On parle aujourd’hui énormément de « IoT Analytics », en présentant cette discipline comme quelque chose d’à part entière. Mais finalement, l’analyse des données IoT est-elle si différente de l’« analyse des données » au sens traditionnel du terme ? Y a t-il des spécificités en termes de traitement des données IoT et de modélisation à partir de celles-ci ? Nous essayerons à travers cet article introductif de répondre à ces questions autour de la conciliation entre la Data Science et l’IoT.
Les caractéristiques des données IoT
Quand on parle de données IoT, on parle souvent de données issues de capteurs (e.g., capteurs de température, d’humidité, GPS, etc). Ces données présentent certaines caractéristiques, dont voici une liste non exhaustive :
- Elles sont souvent sous la forme de séries temporelles (e.g, données de capteurs de température, d’humidité)
- Elles peuvent provenir de sources hétérogènes (e.g., son, vidéo, température, etc.)
- Il n’y a pas de norme dans la réception de ces données.
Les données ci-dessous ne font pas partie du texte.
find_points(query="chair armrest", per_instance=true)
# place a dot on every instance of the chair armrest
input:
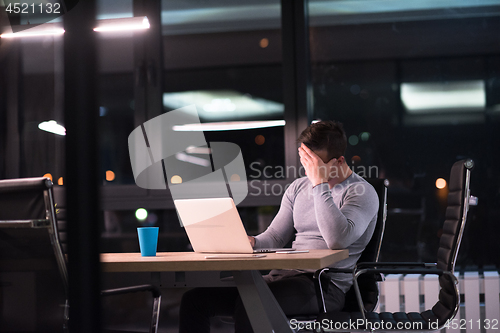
(126, 290)
(398, 268)
(395, 264)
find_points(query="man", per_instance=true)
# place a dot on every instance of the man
(331, 208)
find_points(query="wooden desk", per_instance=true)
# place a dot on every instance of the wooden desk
(262, 308)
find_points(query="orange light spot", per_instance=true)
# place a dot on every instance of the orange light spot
(176, 179)
(110, 176)
(440, 183)
(260, 139)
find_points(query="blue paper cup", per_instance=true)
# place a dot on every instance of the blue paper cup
(148, 239)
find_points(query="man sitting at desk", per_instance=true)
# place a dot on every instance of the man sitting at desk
(331, 208)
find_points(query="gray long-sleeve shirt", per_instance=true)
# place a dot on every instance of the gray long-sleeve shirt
(324, 218)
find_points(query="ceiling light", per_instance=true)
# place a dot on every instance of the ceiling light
(444, 96)
(228, 126)
(47, 29)
(52, 126)
(192, 159)
(224, 105)
(122, 24)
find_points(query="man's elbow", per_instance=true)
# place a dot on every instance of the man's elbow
(337, 244)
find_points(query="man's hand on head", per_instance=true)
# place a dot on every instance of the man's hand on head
(316, 170)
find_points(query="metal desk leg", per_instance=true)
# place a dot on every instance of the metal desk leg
(263, 310)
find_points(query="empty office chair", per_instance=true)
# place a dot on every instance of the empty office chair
(367, 282)
(33, 275)
(449, 299)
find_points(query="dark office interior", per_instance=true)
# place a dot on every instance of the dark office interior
(371, 64)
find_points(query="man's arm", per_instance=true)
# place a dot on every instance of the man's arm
(281, 230)
(342, 227)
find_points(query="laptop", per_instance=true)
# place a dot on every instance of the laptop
(213, 225)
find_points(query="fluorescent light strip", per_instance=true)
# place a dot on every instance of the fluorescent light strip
(453, 95)
(52, 126)
(48, 29)
(124, 24)
(228, 126)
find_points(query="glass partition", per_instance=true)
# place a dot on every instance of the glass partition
(416, 86)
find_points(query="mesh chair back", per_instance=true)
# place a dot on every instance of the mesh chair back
(33, 278)
(449, 243)
(368, 282)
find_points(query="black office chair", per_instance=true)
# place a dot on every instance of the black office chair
(367, 282)
(446, 308)
(33, 274)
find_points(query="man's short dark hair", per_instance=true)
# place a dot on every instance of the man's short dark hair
(326, 135)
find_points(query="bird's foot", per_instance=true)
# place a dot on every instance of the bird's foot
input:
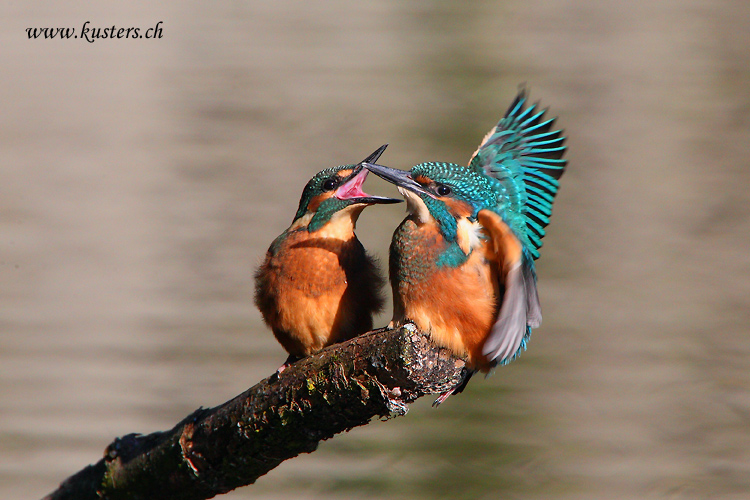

En effet, des appareils similaires de différents fabricants (e.g, des thermomètres) utilisent des formats de données complètement différents et génèrent des données à des fréquences différentes.
- Les données des capteurs arrivent souvent en temps réel
- Les données des capteurs sont souvent géolocalisées
À la lecture de ce listing, on s’aperçoit que les particularités de ces types de données ne sont pas des chasses gardées de l’IoT. On les retrouve en effet dans d’autres champs d’applications : les techniques de traitement du signal existent déjà depuis plusieurs siècles, et les avancées récentes du Deep Learning permettent de faire des merveilles sur des images, des vidéos ou du son, etc. Par conséquent, des méthodes de Data Science « classiques » associées à ces particularités pourront nous aider à répondre à des problématiques d’analyse de données IoT.
Le Traitement de la donnée IoT et les challenges associés
La valeur de l’IoT réside principalement dans l’exploitation des données issues de différents capteurs. Ainsi, un industriel qui a à sa disposition des milliers, voir des millions d’objets, va devoir savoir exploiter et traiter les données issue de ses objets pour en extraire de la valeur.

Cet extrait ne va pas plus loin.